Ten years ago, Zhu’s lab reported that through 24- and 21-nt nat-siRNA-mediated target cleavages, a cis-NAT pair could modulate salt tolerance in Arabidopsis (Arabidopsis thaliana)1. During the past few years, growing evidences pointed to the functional involvement of NATs and nat-siRNAs in diverse biological processes. In rice (Oryza sativa), Jabnoune and his colleagues identified a cis-NAT pair constituted by PHOSPHATE1;2 (PHO1;2) and cis-NATPHO1;2. The intriguing finding is that cis-NATPHO1;2 has an unexpected role in promoting the translation of its complementary partner PHO1;2, which could affect the phosphate homeostasis of rice2. Systematical study on long non-coding natural antisense transcripts (lncNATs) in Arabidopsis uncovered a total of 37,238 NAT pairs. Hundreds out of these NAT pairs exhibited light-responsive expression patterns which were potentially resulted from histone acetylation on the NAT gene loci3. In animals, NATs have been proposed to be implicated in alternative splicing of pre-mRNAs, microRNA (miRNA) binding site mimicking, chromatin remodeling, and double-stranded RNA-dependent processes such as RNA editing and RNA interference4,5,6,7.

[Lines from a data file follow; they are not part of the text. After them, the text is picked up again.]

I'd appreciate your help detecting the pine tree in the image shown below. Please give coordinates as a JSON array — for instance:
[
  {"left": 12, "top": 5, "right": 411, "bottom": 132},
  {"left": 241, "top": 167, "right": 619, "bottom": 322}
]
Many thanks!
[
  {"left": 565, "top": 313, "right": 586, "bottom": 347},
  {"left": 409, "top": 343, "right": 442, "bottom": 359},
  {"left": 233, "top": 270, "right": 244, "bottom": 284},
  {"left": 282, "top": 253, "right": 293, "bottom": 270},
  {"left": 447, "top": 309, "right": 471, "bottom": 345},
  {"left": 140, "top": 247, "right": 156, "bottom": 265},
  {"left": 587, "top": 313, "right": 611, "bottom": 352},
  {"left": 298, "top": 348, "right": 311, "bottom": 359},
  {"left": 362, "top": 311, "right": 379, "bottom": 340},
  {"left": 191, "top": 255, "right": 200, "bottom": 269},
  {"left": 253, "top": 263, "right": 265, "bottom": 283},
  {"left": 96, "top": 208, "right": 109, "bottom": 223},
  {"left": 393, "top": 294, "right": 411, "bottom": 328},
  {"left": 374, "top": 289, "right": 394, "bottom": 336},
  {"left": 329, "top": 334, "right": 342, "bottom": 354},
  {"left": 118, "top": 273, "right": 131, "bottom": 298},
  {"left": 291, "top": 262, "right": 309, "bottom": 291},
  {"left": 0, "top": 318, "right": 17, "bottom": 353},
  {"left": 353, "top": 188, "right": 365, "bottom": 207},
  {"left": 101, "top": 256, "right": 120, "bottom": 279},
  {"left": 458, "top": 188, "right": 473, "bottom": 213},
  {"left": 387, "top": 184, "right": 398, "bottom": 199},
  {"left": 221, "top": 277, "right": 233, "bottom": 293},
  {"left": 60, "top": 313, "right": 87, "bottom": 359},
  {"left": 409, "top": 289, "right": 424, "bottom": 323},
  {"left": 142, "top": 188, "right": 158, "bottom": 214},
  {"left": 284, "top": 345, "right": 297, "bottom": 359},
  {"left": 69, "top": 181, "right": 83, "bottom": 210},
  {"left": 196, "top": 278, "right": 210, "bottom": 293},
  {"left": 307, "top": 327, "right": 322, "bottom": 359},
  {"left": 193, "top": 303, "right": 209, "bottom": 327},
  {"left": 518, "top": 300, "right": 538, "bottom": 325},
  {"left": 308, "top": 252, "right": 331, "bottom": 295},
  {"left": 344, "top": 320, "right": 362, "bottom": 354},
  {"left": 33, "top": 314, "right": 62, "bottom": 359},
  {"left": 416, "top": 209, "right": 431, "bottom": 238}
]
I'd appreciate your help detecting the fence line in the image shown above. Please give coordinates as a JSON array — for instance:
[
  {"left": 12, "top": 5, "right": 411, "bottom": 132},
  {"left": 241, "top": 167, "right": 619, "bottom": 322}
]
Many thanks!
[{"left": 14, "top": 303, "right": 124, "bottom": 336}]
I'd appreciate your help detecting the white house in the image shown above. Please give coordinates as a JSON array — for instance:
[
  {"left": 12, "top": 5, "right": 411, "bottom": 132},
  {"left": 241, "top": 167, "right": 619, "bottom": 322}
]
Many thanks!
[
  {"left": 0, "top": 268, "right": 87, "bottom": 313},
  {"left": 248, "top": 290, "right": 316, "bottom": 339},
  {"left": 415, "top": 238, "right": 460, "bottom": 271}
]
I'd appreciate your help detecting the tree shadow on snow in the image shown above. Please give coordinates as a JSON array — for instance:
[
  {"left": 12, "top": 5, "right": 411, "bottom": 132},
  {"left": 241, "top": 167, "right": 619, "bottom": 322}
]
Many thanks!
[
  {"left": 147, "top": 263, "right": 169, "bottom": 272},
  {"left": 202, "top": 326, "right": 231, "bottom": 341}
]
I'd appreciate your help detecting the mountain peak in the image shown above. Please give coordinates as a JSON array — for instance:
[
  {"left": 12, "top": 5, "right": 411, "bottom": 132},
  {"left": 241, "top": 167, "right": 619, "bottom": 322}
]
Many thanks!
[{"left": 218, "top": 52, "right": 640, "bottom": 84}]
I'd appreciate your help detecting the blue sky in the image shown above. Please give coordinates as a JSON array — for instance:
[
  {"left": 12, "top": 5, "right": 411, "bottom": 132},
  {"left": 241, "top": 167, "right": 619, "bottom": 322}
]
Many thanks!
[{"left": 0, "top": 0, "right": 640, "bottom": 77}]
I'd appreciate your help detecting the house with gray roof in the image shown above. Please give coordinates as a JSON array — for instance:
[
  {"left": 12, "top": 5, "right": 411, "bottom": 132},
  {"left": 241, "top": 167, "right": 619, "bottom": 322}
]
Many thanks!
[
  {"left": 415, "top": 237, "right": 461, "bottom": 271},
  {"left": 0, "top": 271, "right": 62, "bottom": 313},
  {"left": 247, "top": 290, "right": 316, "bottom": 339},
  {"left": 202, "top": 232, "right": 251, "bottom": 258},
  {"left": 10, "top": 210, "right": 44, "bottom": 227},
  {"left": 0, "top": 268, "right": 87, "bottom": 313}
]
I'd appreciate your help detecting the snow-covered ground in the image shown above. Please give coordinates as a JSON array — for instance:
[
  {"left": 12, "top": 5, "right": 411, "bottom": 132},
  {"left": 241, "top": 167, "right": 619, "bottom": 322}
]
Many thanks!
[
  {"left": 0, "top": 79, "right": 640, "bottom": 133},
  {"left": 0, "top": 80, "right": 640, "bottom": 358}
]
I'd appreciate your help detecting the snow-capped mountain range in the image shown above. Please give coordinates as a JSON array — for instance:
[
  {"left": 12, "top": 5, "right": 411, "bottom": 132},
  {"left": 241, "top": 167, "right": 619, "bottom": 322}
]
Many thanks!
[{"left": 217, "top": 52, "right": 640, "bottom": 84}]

In view of the biological significance of the NATs, several research groups have made great efforts to set feasible criteria for computational identification of NAT pairs from genome or transcriptome sequencing data3,8,9,10, and the NAT databases have been established for both animals and plants11,12. AntiHunter 2.0 is a bioinformatics tool for fast and sensitive extraction of antisense transcripts from BLAST outputs8. Unfortunately, it was designed for EST (expressed sequence tag) sequencing data, and the maximum query size was limited to 3 MB. Moreover, AntiHunter 2.0 is currently unavailable online (http://bioinfo.crs4.it/AH2.0). For the model plant Arabidopsis, both cis- and trans-NATs have been systematically predicted3,10. However, although the criteria for NAT prediction are provided in the previous reports, the computational programs are not available for researchers. As mentioned above, many organisms do not possess reference genomes. Thus, developing a program for NAT prediction for the non-model organisms might be more anxious for the scientists not competent for programming. Followed by NAT identification, searching for the nat-siRNAs becomes a major task since many NATs exert biological roles through siRNA-guided target cleavages or chromatin modifications1,4,7,13,14,15,16,17,18,19. To our knowledge, no integrative pipeline has been available for both NAT prediction and nat-siRNA identification. Although some of the NAT databases, such as PlantNATsDB11, provide graphic view of the small RNA (sRNA) loci within the annealed regions of the NAT pairs, they do not provide users with detailed genomic arrangement of these sRNA loci and further evidences for extracting reliable nat-siRNA candidates.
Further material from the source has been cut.